SOMA: Unifying Parametric Human Body Models

Abstract

Parametric human body models are foundational to human reconstruction, animation, and simulation, yet they remain mutually incompatible: SMPL, SMPL-X, MHR, Anny, and related models each diverge in mesh topology, skeletal structure, shape parameterization, and unit convention, making it impractical to exploit their complementary strengths within a single pipeline. We present SOMA, a unified body layer that bridges these heterogeneous representations through three abstraction layers. Mesh topology abstraction maps any source model's identity to a shared canonical mesh in constant time per vertex. Skeletal abstraction recovers a full set of identity-adapted joint transforms from any body shape, whether in rest pose or an arbitrary posed configuration, in a single closed-form pass, with no iterative optimization or per-model training. Pose abstraction inverts the skinning pipeline to recover unified skeleton rotations directly from posed vertices of any supported model, enabling heterogeneous motion datasets to be consumed without custom retargeting. Together, these layers reduce the $O(M^2)$ per-pair adapter problem to $O(M)$ single-backend connectors, letting practitioners freely mix identity sources and pose data at inference time. The entire pipeline is fully differentiable end-to-end and GPU-accelerated via NVIDIA-Warp.

Figures (11)

• Figure 1: SOMA unifies five heterogeneous parametric body models (SOMA-Shape, MHR, SMPL-X, Anny, and GarmentMeasurements) under a single animation pipeline. (a) Unified Skeleton: despite originating from entirely different identity spaces, joint hierarchies, and mesh resolutions, all five models are driven by the same SOMA skeleton in an identical pose, with no model-specific retargeting. (b) Unified Pose Correctives: a single MLP correctives model trained once on the shared SOMA topology produces anatomically plausible pose-dependent deformations for all backends, mitigating standard LBS artifacts without per-model corrective learning. (c) Unified Mesh Topology: all identity models share the same mesh structure, enabling skinning weights, deformation priors, and correctives to transfer seamlessly across backends.
• Figure 2: Overview of SOMA. SOMA decouples body identity from pose through three sequential layers. Identity Model Provider (left): any supported backend (SOMA-shape, Anny, MHR, SMPL/SMPL-X, or GarmentMeasurements) maps its own shape parameters $\beta_s$ to a rest-shape mesh in its native topology.
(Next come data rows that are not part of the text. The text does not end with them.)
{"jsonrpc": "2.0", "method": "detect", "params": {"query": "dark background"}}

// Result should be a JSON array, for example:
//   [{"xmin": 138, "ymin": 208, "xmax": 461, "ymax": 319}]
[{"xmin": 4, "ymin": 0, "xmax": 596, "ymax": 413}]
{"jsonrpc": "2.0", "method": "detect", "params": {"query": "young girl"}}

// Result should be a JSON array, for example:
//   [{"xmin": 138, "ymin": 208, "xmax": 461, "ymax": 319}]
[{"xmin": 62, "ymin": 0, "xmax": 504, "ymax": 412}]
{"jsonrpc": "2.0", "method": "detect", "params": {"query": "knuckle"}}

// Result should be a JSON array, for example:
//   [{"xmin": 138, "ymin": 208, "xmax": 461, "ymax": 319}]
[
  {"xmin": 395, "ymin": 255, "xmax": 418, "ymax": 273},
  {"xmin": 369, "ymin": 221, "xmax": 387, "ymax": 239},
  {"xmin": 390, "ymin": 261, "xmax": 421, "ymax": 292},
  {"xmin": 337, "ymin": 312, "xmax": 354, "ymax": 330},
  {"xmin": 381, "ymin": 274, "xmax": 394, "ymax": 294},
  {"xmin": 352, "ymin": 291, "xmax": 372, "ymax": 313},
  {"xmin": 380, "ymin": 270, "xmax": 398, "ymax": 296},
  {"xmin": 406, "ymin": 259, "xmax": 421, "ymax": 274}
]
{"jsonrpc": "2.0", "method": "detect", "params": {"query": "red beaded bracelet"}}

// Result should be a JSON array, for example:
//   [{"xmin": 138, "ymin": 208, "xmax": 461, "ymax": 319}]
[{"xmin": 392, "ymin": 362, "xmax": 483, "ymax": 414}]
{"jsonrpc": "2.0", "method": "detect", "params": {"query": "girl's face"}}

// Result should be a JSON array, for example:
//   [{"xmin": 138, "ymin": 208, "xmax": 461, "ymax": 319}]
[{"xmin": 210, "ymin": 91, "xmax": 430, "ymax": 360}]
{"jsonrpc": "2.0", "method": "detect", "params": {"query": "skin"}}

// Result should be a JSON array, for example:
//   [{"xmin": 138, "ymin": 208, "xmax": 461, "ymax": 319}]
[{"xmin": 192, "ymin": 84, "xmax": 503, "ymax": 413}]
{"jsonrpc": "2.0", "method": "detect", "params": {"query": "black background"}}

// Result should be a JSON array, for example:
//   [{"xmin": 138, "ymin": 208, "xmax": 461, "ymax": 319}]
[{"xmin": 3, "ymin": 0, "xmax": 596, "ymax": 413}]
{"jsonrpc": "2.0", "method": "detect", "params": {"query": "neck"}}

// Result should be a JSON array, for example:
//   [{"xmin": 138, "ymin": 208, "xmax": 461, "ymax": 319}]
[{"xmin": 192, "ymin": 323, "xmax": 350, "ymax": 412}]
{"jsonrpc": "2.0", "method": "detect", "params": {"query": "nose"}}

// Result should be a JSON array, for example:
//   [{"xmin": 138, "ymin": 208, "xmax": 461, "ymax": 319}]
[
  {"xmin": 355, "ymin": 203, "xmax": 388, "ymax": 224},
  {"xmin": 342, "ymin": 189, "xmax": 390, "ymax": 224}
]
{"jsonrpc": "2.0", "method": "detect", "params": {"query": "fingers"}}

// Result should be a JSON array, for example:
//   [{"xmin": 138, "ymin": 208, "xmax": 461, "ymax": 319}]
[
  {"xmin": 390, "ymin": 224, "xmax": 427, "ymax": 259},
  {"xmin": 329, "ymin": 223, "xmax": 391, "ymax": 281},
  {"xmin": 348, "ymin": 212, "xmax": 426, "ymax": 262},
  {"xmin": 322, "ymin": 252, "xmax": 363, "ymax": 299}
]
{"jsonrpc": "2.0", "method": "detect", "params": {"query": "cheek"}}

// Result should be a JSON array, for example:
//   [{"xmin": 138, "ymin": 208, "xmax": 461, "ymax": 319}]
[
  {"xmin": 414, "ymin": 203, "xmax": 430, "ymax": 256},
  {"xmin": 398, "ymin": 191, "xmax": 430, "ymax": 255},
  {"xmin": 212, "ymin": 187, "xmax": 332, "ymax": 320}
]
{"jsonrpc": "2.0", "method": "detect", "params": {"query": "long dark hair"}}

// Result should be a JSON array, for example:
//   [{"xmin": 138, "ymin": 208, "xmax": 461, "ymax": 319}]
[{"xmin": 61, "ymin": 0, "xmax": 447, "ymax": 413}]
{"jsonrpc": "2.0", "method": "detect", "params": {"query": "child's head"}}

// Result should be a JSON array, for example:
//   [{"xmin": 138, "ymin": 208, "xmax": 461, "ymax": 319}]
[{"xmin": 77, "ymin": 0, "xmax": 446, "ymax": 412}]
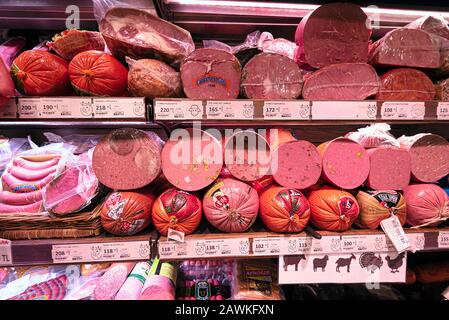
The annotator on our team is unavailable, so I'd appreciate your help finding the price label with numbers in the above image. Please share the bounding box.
[280,237,313,254]
[18,98,39,118]
[206,100,254,119]
[438,231,449,248]
[52,241,150,263]
[0,238,12,266]
[39,98,92,118]
[381,102,425,120]
[0,99,18,118]
[312,101,377,120]
[154,100,203,120]
[341,235,388,252]
[93,98,146,119]
[263,101,310,120]
[437,102,449,120]
[252,238,282,256]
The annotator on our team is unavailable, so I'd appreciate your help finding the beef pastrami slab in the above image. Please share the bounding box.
[376,68,435,101]
[241,53,303,99]
[294,2,371,69]
[317,138,370,189]
[99,7,195,65]
[180,48,241,99]
[93,129,163,190]
[369,28,440,69]
[365,148,411,190]
[272,140,322,190]
[399,133,449,183]
[302,63,380,100]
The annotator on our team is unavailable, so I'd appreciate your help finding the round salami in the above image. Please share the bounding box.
[100,191,155,236]
[308,187,360,232]
[203,178,259,233]
[259,186,310,233]
[152,188,202,236]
Bridging Layer (middle): two abstraction steps canonicalize the source identity into a unified representation. Mesh Topology Abstraction transfers the rest shape to the shared SOMA topology via pre-computed barycentric coordinates; Skeletal Abstraction then fits the shared $J{=}77$-joint SOMA rig to the transferred rest shape in a single closed-form pass, with no iterative optimization or per-identity training. Animation Layer (right): all identity models are animated through the shared SOMA skeleton using $\theta_{\text{SOMA}}$ joint rotations. When motion data arrives in another model's convention, i.e.$\theta_\mathrm{x} \in \{\theta_{\text{MHR}}, \theta_{\text{SMPL}}, \ldots\}$, Pose Abstraction converts it to $\theta_{\text{SOMA}}$ by analytically inverting the LBS pipeline; this step is bypassed when pose is already in the SOMA convention. A shared MLP Pose Correctives model then predicts pose-dependent vertex displacements to correct LBS artifacts, and Linear Blend Skinning produces the final posed mesh. The entire pipeline is fully differentiable end-to-end.
• Figure 3: Training data for the SOMA-Shape PCA model. (a) A subset of the 9,326 SizeUSA body scans registered to the SOMA topology, exhibiting a wide range of body weights and proportions. (b) A subset of the 303 Triplegangers scans, registered to the same topology. All meshes are reposed to a canonical A-pose before PCA fitting, and mirror-augmented across the sagittal plane to enforce bilateral symmetry.
• Figure 4: Mesh topology abstraction. Top: native mesh topologies of each identity model. Bottom: the same identities mapped to the shared SOMA topology via 3D barycentric interpolation. This common mesh serves as the pivot for all cross-model operations---skeleton fitting, pose transfer, correctives, and shape-space comparison all operate on a single canonical topology regardless of the source model.
• Figure 5: Skeleton fitting on posed SAM 3D Body identities. Eight MHR identities in diverse poses with the SOMA skeleton fitted via SkeletonTransfer (\ref{['sec:skeleton']}). Unlike joint regressors that assume a rest pose, our method generalizes to arbitrary posed shapes: joint positions are regressed via RBF interpolation, and joint rotations are recovered by Procrustes alignment, both in a single analytical forward pass with no iterative optimization.